Sharing normalizes learning and helps others improve too.


3. Use real work as your main learning engine


The 70-20-10 model  highlights that most learning happens through experience — not formal training. That means your daily tasks are your biggest development opportunity.


Try today:

  • Take on a slightly challenging task you haven’t done before.

  • Ask to sit in on a meeting with someone skilled in an area you care about.

  • Observe how colleagues approach difficult conversations or evaluations.

You don’t need a course to grow - your job is already a learning lab.
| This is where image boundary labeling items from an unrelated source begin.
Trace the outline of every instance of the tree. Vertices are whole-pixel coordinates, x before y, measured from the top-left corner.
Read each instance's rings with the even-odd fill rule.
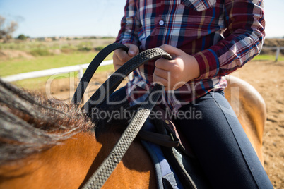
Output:
[[[21,35],[20,35],[19,36],[18,36],[18,39],[20,39],[20,40],[25,40],[25,39],[27,39],[27,38],[28,38],[28,36],[25,36],[25,35],[23,35],[23,34],[21,34]]]
[[[12,34],[18,28],[18,23],[11,21],[6,23],[6,18],[0,15],[0,39],[8,40],[12,38]]]

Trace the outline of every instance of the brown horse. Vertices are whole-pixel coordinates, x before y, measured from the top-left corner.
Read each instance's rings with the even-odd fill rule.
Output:
[[[0,84],[0,188],[83,186],[110,153],[120,128],[95,135],[94,124],[76,107]],[[243,80],[231,76],[228,84],[226,97],[262,161],[264,102]],[[155,188],[153,167],[134,140],[103,188]]]

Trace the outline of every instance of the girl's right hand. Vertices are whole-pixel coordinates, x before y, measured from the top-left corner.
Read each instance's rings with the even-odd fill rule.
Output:
[[[129,48],[127,52],[122,49],[117,49],[114,51],[112,59],[115,71],[139,53],[139,49],[137,45],[130,43],[124,44],[124,45]]]

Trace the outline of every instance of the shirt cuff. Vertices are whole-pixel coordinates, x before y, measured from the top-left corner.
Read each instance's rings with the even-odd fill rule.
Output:
[[[214,78],[219,73],[220,63],[217,54],[211,49],[193,54],[199,66],[200,75],[196,79]]]

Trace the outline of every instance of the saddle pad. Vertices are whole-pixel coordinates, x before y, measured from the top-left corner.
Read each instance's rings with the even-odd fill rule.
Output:
[[[146,129],[155,132],[155,126],[148,121],[146,122]],[[158,188],[184,188],[174,173],[172,167],[165,159],[160,147],[152,142],[141,140],[142,145],[148,152],[155,166]]]

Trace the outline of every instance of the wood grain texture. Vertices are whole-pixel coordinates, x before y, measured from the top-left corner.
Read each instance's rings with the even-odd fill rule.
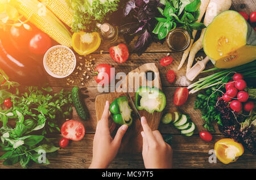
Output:
[[[146,73],[149,71],[155,73],[155,78],[152,81],[147,80],[146,78]],[[155,63],[143,65],[128,74],[119,87],[116,89],[117,92],[97,96],[95,100],[97,121],[100,120],[107,100],[111,103],[117,98],[127,96],[127,92],[129,92],[133,102],[135,102],[135,92],[141,86],[156,87],[162,89],[161,80],[159,74],[159,72]],[[135,80],[135,79],[138,79],[137,82]],[[117,92],[122,92],[118,93]],[[130,101],[129,99],[129,101]],[[133,109],[131,103],[130,102],[130,106]],[[148,120],[148,126],[152,130],[158,128],[162,115],[162,112],[155,112],[151,114],[143,110],[139,110],[139,113],[141,117],[144,116]],[[141,152],[142,150],[142,138],[141,132],[143,131],[143,128],[139,118],[135,113],[135,110],[133,110],[133,113],[134,115],[133,123],[123,138],[119,150],[120,153],[134,153]],[[111,119],[110,121],[113,121]],[[112,123],[112,122],[109,123],[110,126]]]

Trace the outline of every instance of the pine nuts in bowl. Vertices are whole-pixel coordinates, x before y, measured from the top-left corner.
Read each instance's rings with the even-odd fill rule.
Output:
[[[66,78],[76,68],[76,55],[68,47],[55,46],[49,49],[44,54],[43,64],[46,72],[52,77]]]

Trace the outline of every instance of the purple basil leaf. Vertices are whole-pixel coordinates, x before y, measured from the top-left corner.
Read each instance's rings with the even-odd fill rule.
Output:
[[[130,13],[131,10],[134,9],[135,7],[135,2],[133,0],[128,2],[123,9],[123,15],[125,17]]]
[[[151,41],[151,35],[146,29],[145,32],[138,39],[137,42],[134,46],[134,51],[138,55],[141,55],[147,49]]]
4. Practice skills deliberately, not passively


Skill growth requires deliberate practice - focused effort on improving one specific part of a skill, not simply repeating the same task.


Try today:

  • Pick one micro-skill: asking clearer questions, structuring emails more effectively, taking better meeting notes.

  • Practice it intentionally in your next two or three interactions.

  • Ask for quick feedback afterward: “Did this feel clearer?”

Small improvements repeated consistently create big growth over time.


5. Reflect regularly - even briefly


Reflection turns experience into insight. Chris Argyris and Donald Schön’s research shows that teams and individuals who reflect regularly learn faster and make better decisions.


Try today:

  • After a meeting or task, ask yourself:

    • What went well?

    • What was frustrating?

    • What would I do differently next time?

  • Capture these reflections in a notebook or notes app.

Five minutes of reflection often teaches more than an hour of training.


6. Ask for feedback — and make it specific


Feedback literacy research (Carless & Boud, 2018) shows that people learn more when they actively seek feedback and ask targeted questions.


Try today:

  • Don’t ask “Do you have any feedback?”

  • Instead ask: “What’s one thing I could improve about how I handled that?”

  • Or: “What’s one thing I did well that I should keep doing?”

The easier you make it for someone to give you feedback, the more you’ll learn.


7. Recognize learning behaviors in others

Reinforcement theory shows that behaviors that get noticed get repeated. When you reinforce learning behaviors in colleagues, you build the culture together.


Try today:

  • Thank someone for sharing a mistake or insight.

  • Acknowledge a colleague who took initiative to learn something new.

  • Celebrate progress, not just perfect outcomes.

Learning is a team sport — and recognition accelerates it.


Final takeaway


A learning culture isn’t built through HR programs alone. It’s built through small, repeated actions that anyone can take:

  • Ask questions

  • Share knowledge

  • Try new things

  • Practice deliberately

  • Reflect regularly

  • Seek feedback

  • Recognize learning behaviors

When these habits become normal, learning stops being something people attend — and becomes something people live.



Sources:

Psychological Safety

  • Edmondson, A. (1999). Psychological safety and learning behavior in work teams. Administrative Science Quarterly, 44(2), 350–383.

  • Edmondson, A. (2018). The Fearless Organization. Wiley.

70-20-10 Model & Experiential Learning

  • Lombardo, M. M., & Eichinger, R. W. (1996). The Career Architect Development Planner. Lominger.

  • DeRue, D. S., & Wellman, N. (2009). Developing leaders via experience. Journal of Applied Psychology, 94(4), 859–875.

Deliberate Practice

  • Ericsson, K. A., Krampe, R. T., & Tesch-Römer, C. (1993). The role of deliberate practice in the acquisition of expert performance. Psychological Review, 100(3), 363–406.

Reflection & Team Learning

  • Argyris, C., & Schön, D. (1978). Organizational Learning: A Theory of Action Perspective. Addison-Wesley.

Feedback Literacy

  • Carless, D., & Boud, D. (2018). The development of student feedback literacy: enabling uptake of feedback. Assessment & Evaluation in Higher Education, 43(8), 1315–1325.